Editor's note: The following is an opinion piece. The writer is not employed by Military Times and the views expressed here do not necessarily represent those of Military Times or its editorial staff. For more on the airman in the main image above, who is not a contributor to the piece, click here.

The military is scheduled to lift its enlistment ban on transgender applicants on July 1, but the Army and Marine Corps are expressing concerns about their ability to deploy to war zones, and seeking to continue banning transgender applicants from enlisting in the military for up to two years.

After a year of successful service by openly transgender personnel, however, delay in ending the enlistment ban would reintroduce the need to lie as a condition of service, thus returning the military to the divisive "don't ask, don't tell" era. 

"Don't ask, don't tell" was a failed policy, but military leaders invoked discredited arguments about readiness to justify discrimination. While research from a wide range of sources, including the military itself, showed that inclusive policy for gays and lesbians would not compromise readiness, opponents continued to cite groundless readiness-related arguments to conceal the personal bias that lay at the foundation of their opposition. 

After the ban on open service was repealed, military scholars confirmed that it was discrimination, rather than inclusion, that compromised readiness by wasting badly needed talent, depriving troops of necessary support, and forcing service members to lie to one another.

The repeal of "don't ask, don't tell" applied to gays, lesbians and bisexuals, but not to transgender individuals. Last summer, after a yearlong study period, the Defense Department decided to allow transgender personnel who were already serving to remain in uniform, but to postpone the lifting of the enlistment ban for one year. This meant that transgender personnel serving in uniform could be honest about their identity and could quality for medically necessary care, but that transgender individuals could not enlist in the military until July 1, 2017.

Among military leaders, a debate over transgender policy

A Pentagon directive to allow transgender men and women to join the military faces indefinite delay, as leaders from each of the services express apprehension. The Obama-era policy targeted what the former president considered discrimination. But many in the military have criticized it as social experimentation. And while President Trump has reversed course on other transgender initiatives, there’s been no change to the policy allowing transgender troops already serving to do so openly. DoD faces a July 1 deadline to start accepting transgender applicants. Defense Secretary Jim Mattis will rule on the issue soon.

No readiness-related reason for this enlistment delay was identified. Both the military and the Rand Corporation already had studied every aspect of transgender service and concluded that inclusive policy would not harm readiness, and that the few practical concerns that genuinely required answers had been addressed.

The Rand report on the subject found that in the many foreign militaries that allow transgender personnel to serve, "in no case was there any evidence of an effect on the operational effectiveness, operational readiness, or cohesion of the force." The report also concluded that "the number of U.S. transgender service members who are likely to seek transition-related care is so small that a change in policy will likely have a marginal impact on health care costs and the readiness of the force."
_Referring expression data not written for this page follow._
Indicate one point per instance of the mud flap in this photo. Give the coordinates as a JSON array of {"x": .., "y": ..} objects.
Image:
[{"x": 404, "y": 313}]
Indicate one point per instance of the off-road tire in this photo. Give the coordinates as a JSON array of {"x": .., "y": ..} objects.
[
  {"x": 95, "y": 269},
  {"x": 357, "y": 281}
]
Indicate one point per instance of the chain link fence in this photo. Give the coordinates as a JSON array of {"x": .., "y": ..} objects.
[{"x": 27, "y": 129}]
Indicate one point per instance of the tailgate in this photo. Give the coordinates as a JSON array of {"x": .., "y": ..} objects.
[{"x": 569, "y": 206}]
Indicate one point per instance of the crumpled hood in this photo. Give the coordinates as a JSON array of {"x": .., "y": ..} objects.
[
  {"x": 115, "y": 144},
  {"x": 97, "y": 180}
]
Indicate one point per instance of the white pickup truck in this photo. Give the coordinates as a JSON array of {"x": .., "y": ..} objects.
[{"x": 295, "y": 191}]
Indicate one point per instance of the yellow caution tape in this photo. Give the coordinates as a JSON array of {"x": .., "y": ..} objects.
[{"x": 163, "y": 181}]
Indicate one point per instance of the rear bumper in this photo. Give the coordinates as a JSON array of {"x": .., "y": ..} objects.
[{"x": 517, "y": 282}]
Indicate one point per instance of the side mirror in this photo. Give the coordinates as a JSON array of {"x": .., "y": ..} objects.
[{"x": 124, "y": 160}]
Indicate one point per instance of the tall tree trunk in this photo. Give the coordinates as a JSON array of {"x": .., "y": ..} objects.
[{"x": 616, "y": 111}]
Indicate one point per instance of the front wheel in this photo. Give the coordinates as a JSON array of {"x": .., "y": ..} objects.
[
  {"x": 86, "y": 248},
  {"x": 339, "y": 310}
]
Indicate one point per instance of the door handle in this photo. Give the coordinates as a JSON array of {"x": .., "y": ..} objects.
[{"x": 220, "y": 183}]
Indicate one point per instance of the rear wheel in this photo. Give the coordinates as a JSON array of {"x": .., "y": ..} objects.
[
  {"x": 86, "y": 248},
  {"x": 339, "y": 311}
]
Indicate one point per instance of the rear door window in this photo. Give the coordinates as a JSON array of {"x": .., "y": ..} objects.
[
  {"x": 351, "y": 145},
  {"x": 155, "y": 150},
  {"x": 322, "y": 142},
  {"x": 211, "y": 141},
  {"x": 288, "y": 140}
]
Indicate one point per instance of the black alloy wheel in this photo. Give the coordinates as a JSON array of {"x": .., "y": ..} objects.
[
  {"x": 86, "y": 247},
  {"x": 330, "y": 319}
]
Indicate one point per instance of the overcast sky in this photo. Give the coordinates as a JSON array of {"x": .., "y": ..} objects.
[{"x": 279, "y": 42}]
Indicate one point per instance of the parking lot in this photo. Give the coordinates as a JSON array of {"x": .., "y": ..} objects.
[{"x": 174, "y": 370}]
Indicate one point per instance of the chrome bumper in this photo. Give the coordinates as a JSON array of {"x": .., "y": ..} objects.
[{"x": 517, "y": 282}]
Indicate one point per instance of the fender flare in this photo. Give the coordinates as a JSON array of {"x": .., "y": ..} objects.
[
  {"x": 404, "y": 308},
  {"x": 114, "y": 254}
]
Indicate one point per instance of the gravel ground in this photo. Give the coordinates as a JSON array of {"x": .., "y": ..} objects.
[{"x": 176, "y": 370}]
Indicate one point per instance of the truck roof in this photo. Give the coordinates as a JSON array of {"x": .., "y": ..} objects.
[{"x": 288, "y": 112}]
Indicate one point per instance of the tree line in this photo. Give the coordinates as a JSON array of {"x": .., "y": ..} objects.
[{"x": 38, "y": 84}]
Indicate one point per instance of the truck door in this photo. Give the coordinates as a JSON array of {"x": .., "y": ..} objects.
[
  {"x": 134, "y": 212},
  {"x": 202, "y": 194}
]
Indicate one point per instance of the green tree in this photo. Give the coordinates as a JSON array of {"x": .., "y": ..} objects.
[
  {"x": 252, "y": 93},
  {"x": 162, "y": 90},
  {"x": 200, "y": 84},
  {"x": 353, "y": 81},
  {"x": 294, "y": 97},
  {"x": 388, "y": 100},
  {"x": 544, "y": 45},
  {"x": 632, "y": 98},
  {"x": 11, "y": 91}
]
After a year of open service by transgender personnel, the Army and Marine Corps are now calling for additional delays, citing concerns about the deployability of transgender personnel. The reality is that these concerns have no merit. Rand found the deployability concern to be negligible, in part because it estimated that a mere 0.0015 percent of available deployable labor years of the force would be affected.

As with service by gays and lesbians, service by transgender individuals has been studied in depth by the military itself, by Rand and by civilian scholars. Transgender service members have been serving loyally for decades, and have been doing so openly for the past year, earning nothing but praise from their commanders and peers. Indeed, preliminary data from research during the past year of open service suggest that inclusion has promoted readiness.

Retired Navy Rear Adm. Michael Smith and retired U.S. Public Health Service and Coast Guard Rear Adm. Alan M. Steinman.

Photo Credit: Courtesy photos

The U.S. military has developed all necessary policies and guidelines, and has already trained hundreds of enlistment examiners. Eighteen foreign militaries allow transgender personnel to serve, and none has reported any harm to readiness or deployability. The military does not need any more time or data to lift the transgender enlistment ban.

When military leaders make decisions on the basis of evidence and rational deliberation, sound policy usually follows. But when the military makes decisions on the basis of discredited arguments that have no basis in fact, and that serve only to conceal emotion and politics, the military's mission is compromised to serve the narrow agenda of a few. It is time to implement the final component of inclusive policy, and to treat all LGBT personnel according to the same standards that apply to everyone else.

Navy Rear Adm. Michael Smith (ret.) commanded a Carrier Strike Group and was President of the Board of Inspection and Survey. U.S Public Health Service and Coast Guard Rear Adm. Alan M. Steinman (ret.) served as his service's Director of Health and Safety (surgeon general-equivalent).